3. From a football standpoint, Slay and the Eagles' secondary have a huge challenge against a deep and talented Pittsburgh wide receiver corps led by JuJu Smith-Shuster (17 catches, 160 yards, 3 TDs), Diontae Johnson (14-149-TD), and rookie Chase Claypool, who is averaging 25.2 yards per catch on six receptions. Pittsburgh also has a very talented tight end in Eric Ebron. Who does Slay match up against? That's a great question for Defensive Coordinator Jim Schwartz to answer during the week of preparation.
4. As good as Pittsburgh's defensive line has been, the Eagles are coming on strong as well with 13 quarterback sacks the last two weeks and strong play against the run. For the defense to have success on Sunday, the Eagles have to win at the line of scrimmage and tackle Fletcher Cox feels like the group is up to the task.
"I've been blessed to be around a bunch a talented defensive lines, a bunch of special groups, and this group here just adds on to it," he said. "We have a bunch of guys who come to work every day. None of the guys are selfish and that's the great thing about being around a great group of guys who are here now and also in the past. Every guy is selfless and is communicating on what's going on. I think that's the really good thing about the defensive line we have here."
5. Quarterback Carson Wentz has accumulated 10 rushing first downs in the last two games and, clearly, his running has added to the offensive productivity. Head Coach Doug Pederson is a big fan of No. 11 using his legs.
"We've encouraged him to use his legs, especially on passing situations when things break down. He's really good at it, he breaks tackles, he gets out of it, he's extended plays, and he's been successful," Pederson said. "We still have to be smart in the run game and some of the things that we do with him, but it's a little bit of a conscious effort to get him more involved in the run game as a runner because he is big, strong, and powerful. Why not utilize that when we can?"
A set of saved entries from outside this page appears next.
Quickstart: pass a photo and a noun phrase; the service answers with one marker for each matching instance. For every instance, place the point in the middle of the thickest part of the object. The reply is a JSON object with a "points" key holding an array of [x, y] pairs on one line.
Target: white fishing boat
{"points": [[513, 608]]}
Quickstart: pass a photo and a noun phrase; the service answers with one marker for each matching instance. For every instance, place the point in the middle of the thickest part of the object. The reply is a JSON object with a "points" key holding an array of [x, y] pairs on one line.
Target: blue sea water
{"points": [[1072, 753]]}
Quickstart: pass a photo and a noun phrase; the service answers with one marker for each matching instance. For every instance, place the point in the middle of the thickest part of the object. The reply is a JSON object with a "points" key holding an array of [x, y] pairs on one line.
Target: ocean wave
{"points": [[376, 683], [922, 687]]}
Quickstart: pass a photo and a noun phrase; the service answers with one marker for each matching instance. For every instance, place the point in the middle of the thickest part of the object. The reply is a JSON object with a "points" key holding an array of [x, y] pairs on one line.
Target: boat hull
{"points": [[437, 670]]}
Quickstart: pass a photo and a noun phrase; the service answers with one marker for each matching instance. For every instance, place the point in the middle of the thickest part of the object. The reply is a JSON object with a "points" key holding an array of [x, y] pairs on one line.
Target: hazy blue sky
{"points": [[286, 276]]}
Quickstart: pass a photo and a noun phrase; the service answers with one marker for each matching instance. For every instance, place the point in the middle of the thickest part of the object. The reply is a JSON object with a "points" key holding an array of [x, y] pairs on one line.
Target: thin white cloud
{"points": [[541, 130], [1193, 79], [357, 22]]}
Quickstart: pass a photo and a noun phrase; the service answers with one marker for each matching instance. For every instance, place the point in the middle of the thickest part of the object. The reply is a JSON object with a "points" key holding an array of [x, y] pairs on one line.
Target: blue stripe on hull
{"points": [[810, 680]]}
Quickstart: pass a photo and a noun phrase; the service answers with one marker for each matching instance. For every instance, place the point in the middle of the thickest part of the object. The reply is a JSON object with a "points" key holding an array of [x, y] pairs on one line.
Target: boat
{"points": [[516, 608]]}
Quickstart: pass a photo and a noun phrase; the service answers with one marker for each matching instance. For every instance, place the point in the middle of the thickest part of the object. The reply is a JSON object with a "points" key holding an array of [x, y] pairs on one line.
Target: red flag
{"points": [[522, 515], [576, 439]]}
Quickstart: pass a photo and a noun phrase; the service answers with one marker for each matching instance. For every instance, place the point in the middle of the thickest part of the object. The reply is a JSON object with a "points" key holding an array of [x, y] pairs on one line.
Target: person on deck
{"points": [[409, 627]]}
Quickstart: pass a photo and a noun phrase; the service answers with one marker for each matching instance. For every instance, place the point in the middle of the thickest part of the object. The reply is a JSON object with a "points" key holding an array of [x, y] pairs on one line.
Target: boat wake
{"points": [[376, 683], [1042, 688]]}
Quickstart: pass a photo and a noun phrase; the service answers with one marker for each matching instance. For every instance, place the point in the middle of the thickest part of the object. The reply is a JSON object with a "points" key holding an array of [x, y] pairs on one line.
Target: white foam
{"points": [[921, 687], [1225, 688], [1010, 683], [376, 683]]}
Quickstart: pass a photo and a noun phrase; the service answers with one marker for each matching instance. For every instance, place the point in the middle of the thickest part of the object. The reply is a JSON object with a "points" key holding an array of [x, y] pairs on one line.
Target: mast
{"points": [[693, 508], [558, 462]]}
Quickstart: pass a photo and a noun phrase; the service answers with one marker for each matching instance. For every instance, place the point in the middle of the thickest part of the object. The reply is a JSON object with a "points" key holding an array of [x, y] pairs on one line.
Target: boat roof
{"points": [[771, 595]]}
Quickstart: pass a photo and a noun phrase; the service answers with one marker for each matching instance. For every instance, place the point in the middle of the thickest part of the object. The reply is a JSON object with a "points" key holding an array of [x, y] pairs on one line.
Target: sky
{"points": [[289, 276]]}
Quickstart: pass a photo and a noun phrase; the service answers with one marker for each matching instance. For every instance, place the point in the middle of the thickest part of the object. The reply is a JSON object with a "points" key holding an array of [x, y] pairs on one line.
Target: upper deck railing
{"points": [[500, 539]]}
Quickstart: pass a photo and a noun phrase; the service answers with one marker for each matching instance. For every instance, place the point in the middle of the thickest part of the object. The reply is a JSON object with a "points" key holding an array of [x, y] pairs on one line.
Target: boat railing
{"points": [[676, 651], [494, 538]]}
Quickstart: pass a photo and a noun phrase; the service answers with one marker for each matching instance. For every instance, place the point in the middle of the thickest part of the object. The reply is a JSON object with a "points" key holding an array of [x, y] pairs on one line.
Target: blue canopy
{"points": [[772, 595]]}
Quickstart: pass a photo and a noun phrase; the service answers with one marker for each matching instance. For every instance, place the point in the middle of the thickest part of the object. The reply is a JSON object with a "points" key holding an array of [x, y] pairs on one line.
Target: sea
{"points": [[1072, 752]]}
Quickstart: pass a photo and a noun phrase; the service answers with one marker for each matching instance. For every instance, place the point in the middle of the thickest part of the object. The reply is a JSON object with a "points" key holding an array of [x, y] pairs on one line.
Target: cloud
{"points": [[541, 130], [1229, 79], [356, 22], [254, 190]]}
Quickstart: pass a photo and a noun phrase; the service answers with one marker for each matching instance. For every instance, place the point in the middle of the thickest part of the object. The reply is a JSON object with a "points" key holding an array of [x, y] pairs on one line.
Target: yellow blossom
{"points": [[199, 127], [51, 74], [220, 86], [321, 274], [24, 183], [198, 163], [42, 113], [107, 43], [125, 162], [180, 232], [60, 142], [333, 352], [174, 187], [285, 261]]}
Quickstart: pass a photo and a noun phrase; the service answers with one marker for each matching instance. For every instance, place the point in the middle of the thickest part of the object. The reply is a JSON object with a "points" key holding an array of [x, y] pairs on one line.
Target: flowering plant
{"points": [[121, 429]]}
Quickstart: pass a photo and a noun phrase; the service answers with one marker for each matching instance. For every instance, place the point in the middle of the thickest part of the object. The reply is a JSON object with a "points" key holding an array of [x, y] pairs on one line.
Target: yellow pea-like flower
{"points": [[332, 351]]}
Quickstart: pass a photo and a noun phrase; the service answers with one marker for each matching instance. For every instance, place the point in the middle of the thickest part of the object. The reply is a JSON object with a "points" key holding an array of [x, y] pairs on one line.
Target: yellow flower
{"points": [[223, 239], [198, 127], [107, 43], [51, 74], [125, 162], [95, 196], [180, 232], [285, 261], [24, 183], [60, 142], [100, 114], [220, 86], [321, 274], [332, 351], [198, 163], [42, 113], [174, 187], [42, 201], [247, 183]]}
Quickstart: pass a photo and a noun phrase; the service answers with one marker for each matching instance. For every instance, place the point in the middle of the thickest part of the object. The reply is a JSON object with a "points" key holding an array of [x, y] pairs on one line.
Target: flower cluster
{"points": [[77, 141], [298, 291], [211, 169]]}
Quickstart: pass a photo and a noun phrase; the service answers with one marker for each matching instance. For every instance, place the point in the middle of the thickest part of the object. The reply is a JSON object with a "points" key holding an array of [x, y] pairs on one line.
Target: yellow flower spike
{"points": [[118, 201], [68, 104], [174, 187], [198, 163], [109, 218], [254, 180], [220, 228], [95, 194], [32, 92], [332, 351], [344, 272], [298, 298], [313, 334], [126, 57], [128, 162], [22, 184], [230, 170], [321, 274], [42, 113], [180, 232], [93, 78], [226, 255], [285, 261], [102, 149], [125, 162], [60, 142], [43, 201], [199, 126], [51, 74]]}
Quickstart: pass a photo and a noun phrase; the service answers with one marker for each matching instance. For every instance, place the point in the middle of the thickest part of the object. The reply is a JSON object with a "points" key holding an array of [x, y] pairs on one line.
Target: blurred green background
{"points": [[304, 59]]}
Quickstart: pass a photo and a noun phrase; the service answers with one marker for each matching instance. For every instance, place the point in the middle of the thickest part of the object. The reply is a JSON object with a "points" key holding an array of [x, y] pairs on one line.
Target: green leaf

6. Ben Roethlisberger against the Eagles in his career: 2-2 record, 56 percent completion percentage, three touchdowns, and three interceptions. Here is the key number: The Eagles have sacked Roethlisberger 14 times in those four games. So, yeah, the pass rush is kind of huge on Sunday.
7. Injury report: The Eagles welcomed back wide receiver J.J. Arcega-Whiteside as a full-time participant in practice on Wednesday and both Alshon Jeffery and DeSean Jackson were limited, so it's very much a question mark as to their playing on Sunday. Lots of hamstring issues among those who did not practice – safeties Rodney McLeod and Rudy Ford along with linebacker T.J. Edwards. Cornerback Avonte Maddox and offensive tackle Lane Johnson did not practice with ankle injuries. It is something to keep an eye on as the week progresses.
8. The opposition hasn't exactly been great, but don't discount the Pittsburgh run defense, which has allowed only 54 yards per game in its three wins. It's critical to get the running game going, and the Eagles have averaged 130 yards per game the last three weeks. Wentz's numbers count. All of them do. Look for the Eagles to be creative running the football on Sunday, Wentz included.